Country Living (UK) published a recipe for strawberry cordial that is remarkably similar to the shrubs found in earlier century’s cookbooks. Here’s the recipe in my interpretation, and a review of the product.

Ingredients
Two pounds of strawberries
About two pounds of sugar
600ml red wine vinegar
Three to four days

Rinse, hull, and slice the strawberries. Place in a medium-large bowl.
Add as much sugar as will fit in the bowl with the strawberries. I was a bit short, maybe three cups and not four. Stir to coat the strawberries as evenly as possible. Cover the bowl and refrigerate for three to four days, stirring twice daily.
The strawberries will shrink as they macerate, and each time you stir, less sugar will be caked on the bottom of the bowl.
When the sugar is completely dissolved on the third or fourth day, pour the mixture into a large pan. Add 600ml of red wine vinegar (I used the store brand and it was just fine).
Heat, and allow to boil for one minute. Remove from heat and allow to sit to 10 minutes. Skim off anything that has risen to the surface—the recipes warn you to do this, but my berries were well cleaned and the sugar dissolved fully, so there was nothing to skim.

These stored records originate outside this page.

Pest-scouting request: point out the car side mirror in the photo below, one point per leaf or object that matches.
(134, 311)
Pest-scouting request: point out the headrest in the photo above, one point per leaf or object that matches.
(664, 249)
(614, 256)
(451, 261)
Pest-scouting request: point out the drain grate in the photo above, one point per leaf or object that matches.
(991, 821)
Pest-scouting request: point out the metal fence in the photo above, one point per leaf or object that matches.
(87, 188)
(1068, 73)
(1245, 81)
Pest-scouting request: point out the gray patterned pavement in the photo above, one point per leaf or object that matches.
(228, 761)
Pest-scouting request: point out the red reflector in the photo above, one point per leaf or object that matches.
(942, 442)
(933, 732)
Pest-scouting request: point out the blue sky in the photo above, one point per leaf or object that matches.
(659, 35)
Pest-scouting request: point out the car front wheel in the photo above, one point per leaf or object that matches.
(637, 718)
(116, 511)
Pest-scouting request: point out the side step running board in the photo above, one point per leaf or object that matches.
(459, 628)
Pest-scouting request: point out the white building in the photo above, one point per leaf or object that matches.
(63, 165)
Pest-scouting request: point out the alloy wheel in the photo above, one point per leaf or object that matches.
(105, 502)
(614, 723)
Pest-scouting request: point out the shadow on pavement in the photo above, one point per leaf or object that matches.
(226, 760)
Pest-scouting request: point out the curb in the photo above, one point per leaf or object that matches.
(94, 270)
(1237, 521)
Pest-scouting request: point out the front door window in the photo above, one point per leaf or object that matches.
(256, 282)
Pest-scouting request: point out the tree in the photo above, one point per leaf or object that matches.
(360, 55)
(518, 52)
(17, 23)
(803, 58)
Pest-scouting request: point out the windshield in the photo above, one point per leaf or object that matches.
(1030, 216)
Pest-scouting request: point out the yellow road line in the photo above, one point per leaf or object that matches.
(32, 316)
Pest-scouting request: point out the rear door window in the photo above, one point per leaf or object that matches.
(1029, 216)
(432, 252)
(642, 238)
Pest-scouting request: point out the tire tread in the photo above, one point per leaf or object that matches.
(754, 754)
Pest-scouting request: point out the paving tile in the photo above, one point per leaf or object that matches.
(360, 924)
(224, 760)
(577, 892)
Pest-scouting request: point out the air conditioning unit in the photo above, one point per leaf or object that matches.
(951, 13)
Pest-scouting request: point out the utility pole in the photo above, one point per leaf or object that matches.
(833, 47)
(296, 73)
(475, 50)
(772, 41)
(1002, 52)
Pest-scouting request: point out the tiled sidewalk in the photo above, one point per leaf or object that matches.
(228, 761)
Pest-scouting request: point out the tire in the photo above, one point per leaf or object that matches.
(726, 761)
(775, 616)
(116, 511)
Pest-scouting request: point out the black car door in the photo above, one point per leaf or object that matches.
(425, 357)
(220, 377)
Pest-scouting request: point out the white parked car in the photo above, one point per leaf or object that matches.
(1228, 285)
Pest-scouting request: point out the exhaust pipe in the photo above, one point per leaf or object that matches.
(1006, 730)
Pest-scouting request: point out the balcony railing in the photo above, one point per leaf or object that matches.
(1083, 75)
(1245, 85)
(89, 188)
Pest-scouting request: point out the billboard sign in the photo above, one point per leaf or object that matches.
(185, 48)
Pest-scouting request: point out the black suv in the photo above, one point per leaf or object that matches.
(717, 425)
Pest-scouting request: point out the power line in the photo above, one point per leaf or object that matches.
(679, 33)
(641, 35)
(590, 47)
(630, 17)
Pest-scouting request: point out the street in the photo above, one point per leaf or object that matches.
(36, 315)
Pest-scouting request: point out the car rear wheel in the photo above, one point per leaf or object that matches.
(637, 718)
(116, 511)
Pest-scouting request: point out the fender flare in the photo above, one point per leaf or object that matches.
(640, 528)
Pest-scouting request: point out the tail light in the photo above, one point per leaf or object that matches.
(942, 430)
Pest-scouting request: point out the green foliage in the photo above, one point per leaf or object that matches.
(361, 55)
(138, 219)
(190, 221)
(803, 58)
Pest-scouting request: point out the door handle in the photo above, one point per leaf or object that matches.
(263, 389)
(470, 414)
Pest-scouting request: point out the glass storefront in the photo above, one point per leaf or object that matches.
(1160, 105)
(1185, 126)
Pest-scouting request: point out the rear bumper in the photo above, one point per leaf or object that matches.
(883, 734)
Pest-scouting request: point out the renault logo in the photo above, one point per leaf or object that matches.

Strain through a clean cloth, and decant. If storing for up to a month, pour into sterilized bottles or jars. If using promptly, a clean glass container will do.

We mixed the cordial with cold water, and it was delicious, though it would have been even better with sparkling or soda water than flat. We also served it with prosecco, and I assume that was also delicious because it went fast at the opening and I did not get to try it at all!

The syrup or cordial is a rich ruby red, and lustrous. The taste is an interesting twist of sweet and tangy that’s quite refreshing; that same description was used by most tasters. It was not a hit with the adolescent crowd, who prefer orange soda, but adults were surprised and enjoyed the taste.

I’ll have to make it again, and soon, while berries are in season. Some recipes call for raspberries, and I may try that in a smaller batch.

Got Lemons?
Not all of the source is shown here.